承认的干净利落,武康跟不上节奏,呆愣片刻摇头:“那时的我,不知道鸳鸯壶,是早有防备。去会场之前,顺子汇报说,落水的薛氏,很可能是刺客,很可能受你指派。”

        轻叹口气,颇有些感伤:“俗话说的好,害人之心不可有,防人之心不可无。拍卖会现场,你临时加戏,我更加怀疑。酒我没喝,倒入衣领里,逃过一劫。”

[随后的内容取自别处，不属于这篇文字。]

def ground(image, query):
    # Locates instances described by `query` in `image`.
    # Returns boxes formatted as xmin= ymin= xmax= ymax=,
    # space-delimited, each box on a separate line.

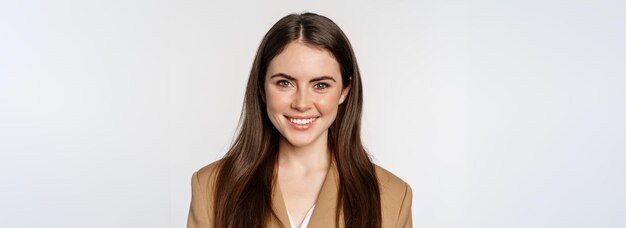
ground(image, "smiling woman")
xmin=188 ymin=13 xmax=412 ymax=227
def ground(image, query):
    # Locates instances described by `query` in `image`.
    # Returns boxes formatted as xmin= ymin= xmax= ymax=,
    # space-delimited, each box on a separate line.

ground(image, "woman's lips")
xmin=285 ymin=116 xmax=319 ymax=131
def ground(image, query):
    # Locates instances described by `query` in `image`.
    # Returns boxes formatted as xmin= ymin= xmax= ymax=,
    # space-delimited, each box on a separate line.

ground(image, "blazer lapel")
xmin=308 ymin=160 xmax=342 ymax=228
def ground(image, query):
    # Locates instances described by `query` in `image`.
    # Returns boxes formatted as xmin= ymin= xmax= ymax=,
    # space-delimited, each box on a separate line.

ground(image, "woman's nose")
xmin=291 ymin=90 xmax=312 ymax=112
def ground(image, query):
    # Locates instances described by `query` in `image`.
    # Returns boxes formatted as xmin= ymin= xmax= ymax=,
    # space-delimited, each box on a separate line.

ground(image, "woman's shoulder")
xmin=374 ymin=164 xmax=413 ymax=206
xmin=374 ymin=165 xmax=413 ymax=227
xmin=194 ymin=159 xmax=223 ymax=181
xmin=374 ymin=164 xmax=409 ymax=191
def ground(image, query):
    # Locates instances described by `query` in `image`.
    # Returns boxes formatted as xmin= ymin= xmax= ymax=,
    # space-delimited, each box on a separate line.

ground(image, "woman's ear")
xmin=259 ymin=88 xmax=266 ymax=103
xmin=339 ymin=77 xmax=352 ymax=104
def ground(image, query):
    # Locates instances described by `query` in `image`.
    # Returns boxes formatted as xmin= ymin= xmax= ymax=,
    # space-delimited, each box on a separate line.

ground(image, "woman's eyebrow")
xmin=270 ymin=73 xmax=337 ymax=82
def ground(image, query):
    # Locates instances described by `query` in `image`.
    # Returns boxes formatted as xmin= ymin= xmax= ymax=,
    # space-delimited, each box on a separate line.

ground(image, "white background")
xmin=0 ymin=0 xmax=626 ymax=228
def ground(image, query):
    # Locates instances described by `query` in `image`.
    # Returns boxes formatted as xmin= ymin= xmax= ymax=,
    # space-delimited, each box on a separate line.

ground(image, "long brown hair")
xmin=213 ymin=13 xmax=381 ymax=228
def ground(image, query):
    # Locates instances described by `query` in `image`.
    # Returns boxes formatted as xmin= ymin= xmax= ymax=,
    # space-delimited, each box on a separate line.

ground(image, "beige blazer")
xmin=187 ymin=161 xmax=413 ymax=228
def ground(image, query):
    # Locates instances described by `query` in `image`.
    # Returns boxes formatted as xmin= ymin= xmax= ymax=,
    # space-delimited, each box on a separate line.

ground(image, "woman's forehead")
xmin=267 ymin=41 xmax=341 ymax=80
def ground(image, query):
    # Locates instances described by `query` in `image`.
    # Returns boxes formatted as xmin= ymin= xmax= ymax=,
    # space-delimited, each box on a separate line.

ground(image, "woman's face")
xmin=264 ymin=41 xmax=350 ymax=147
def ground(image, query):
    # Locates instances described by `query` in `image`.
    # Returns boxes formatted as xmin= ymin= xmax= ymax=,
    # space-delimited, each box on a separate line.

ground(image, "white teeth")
xmin=289 ymin=117 xmax=317 ymax=124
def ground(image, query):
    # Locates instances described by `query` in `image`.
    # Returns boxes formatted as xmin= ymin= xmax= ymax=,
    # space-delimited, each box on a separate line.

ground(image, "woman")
xmin=188 ymin=13 xmax=412 ymax=227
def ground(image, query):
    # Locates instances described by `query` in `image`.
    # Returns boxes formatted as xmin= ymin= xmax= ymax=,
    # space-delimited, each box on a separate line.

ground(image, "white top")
xmin=287 ymin=205 xmax=315 ymax=228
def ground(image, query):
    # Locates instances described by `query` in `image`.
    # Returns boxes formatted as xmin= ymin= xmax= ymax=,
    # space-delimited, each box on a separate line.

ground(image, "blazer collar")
xmin=272 ymin=159 xmax=342 ymax=227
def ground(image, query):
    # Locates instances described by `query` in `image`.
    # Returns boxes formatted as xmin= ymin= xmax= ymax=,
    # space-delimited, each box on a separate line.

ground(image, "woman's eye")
xmin=314 ymin=83 xmax=329 ymax=89
xmin=276 ymin=80 xmax=291 ymax=87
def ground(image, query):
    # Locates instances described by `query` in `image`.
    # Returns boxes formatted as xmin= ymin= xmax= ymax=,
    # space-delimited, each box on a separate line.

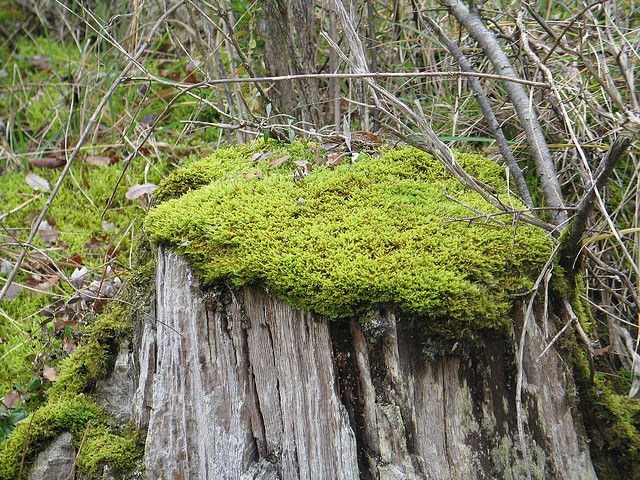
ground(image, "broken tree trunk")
xmin=134 ymin=250 xmax=596 ymax=480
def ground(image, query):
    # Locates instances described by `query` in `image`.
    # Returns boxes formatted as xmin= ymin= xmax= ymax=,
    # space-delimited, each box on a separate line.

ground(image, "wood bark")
xmin=127 ymin=251 xmax=596 ymax=480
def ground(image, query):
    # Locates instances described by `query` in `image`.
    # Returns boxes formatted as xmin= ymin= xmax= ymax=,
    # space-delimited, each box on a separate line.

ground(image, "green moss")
xmin=145 ymin=144 xmax=550 ymax=338
xmin=0 ymin=394 xmax=142 ymax=480
xmin=0 ymin=395 xmax=103 ymax=480
xmin=77 ymin=426 xmax=144 ymax=478
xmin=570 ymin=340 xmax=640 ymax=480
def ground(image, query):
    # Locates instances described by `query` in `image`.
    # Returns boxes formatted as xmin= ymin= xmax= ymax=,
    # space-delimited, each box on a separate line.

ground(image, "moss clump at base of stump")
xmin=0 ymin=255 xmax=153 ymax=480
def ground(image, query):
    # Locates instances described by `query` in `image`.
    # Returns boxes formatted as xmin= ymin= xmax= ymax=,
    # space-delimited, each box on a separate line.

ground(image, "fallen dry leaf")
xmin=29 ymin=155 xmax=67 ymax=168
xmin=293 ymin=160 xmax=313 ymax=180
xmin=269 ymin=155 xmax=291 ymax=168
xmin=124 ymin=183 xmax=156 ymax=200
xmin=102 ymin=220 xmax=118 ymax=232
xmin=29 ymin=53 xmax=51 ymax=72
xmin=251 ymin=152 xmax=275 ymax=163
xmin=24 ymin=172 xmax=51 ymax=192
xmin=325 ymin=152 xmax=347 ymax=168
xmin=2 ymin=390 xmax=20 ymax=408
xmin=4 ymin=282 xmax=21 ymax=301
xmin=42 ymin=365 xmax=58 ymax=382
xmin=38 ymin=220 xmax=60 ymax=244
xmin=62 ymin=338 xmax=78 ymax=355
xmin=84 ymin=155 xmax=114 ymax=167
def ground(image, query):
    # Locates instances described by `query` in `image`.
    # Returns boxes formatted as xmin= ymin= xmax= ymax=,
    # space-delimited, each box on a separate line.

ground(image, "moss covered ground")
xmin=145 ymin=144 xmax=551 ymax=339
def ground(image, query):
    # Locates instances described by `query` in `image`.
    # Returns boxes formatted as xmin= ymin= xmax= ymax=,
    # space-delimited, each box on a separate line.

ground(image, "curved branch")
xmin=440 ymin=0 xmax=568 ymax=225
xmin=560 ymin=136 xmax=631 ymax=272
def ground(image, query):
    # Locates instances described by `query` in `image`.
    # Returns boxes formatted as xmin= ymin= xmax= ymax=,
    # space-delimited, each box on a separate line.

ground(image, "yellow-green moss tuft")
xmin=145 ymin=144 xmax=550 ymax=336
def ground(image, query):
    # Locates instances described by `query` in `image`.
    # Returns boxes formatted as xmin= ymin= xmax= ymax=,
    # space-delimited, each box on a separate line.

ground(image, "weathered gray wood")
xmin=134 ymin=251 xmax=596 ymax=480
xmin=140 ymin=253 xmax=358 ymax=479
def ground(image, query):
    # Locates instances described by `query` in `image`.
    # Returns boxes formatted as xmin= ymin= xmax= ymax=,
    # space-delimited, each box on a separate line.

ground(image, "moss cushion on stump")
xmin=145 ymin=143 xmax=551 ymax=339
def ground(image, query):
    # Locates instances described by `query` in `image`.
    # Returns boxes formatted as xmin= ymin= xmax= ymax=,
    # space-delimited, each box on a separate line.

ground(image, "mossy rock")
xmin=145 ymin=143 xmax=551 ymax=338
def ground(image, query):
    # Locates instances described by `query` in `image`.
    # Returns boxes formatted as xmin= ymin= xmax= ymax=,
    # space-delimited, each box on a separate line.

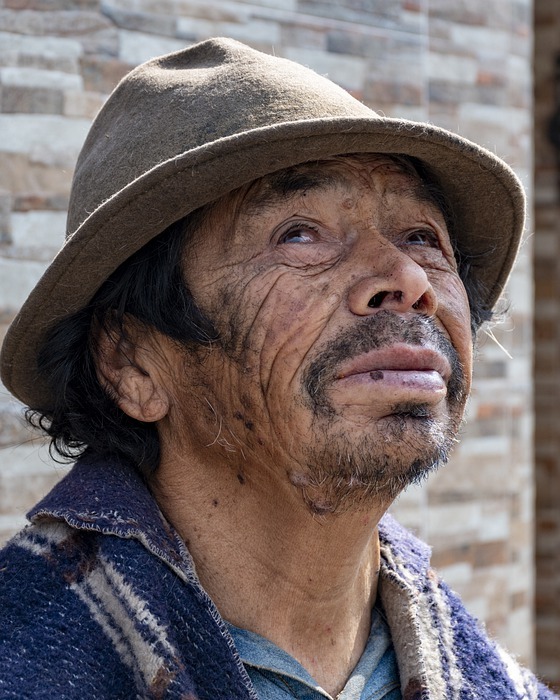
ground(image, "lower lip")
xmin=338 ymin=369 xmax=446 ymax=394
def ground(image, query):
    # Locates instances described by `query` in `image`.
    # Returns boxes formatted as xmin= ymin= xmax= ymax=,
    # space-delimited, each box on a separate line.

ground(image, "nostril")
xmin=368 ymin=292 xmax=389 ymax=309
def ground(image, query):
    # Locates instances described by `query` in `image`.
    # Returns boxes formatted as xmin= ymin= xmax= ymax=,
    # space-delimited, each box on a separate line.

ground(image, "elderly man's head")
xmin=31 ymin=154 xmax=476 ymax=512
xmin=2 ymin=39 xmax=524 ymax=513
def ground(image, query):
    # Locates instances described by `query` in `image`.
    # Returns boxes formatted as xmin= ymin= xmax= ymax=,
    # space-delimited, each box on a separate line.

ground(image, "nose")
xmin=348 ymin=241 xmax=438 ymax=316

        遥想当日场景,不禁心有余悸,轻叹一声说:“为防打草惊蛇,为争取时间,为寻找酒壶,我下令全城戒严。控制商人,假装审讯;出动民兵,假意盘查。皇天不负有心人,在长史府书房,找到了鸳鸯壶。”

        长孙诠浑不在意,目光咄咄逼人:“钱顺说的对,薛氏也是我的人,上巳节故意落水,也是为了行刺。你是伪君子,善于蛊惑人心,擅长逢场作戏,肯定下水救人。可惜,人算不如天算,你的狗打乱计划。”

        武康嗤之以鼻,很不屑道:“计划虽周密,并非天衣无缝。不仅仅钱顺,狄仁杰和张柬之,也都发现端倪,只是没放心上。倘若我被杀,以他们的能力,肯定会查到你。”

        凝视长孙诠,异常严肃道:“官吏之间互杀,是为不义,十恶不赦之九;杀害本府长官,以毒药害人,都是死罪。多大仇多大怨,让你铤而走险,不惜玉石俱焚。”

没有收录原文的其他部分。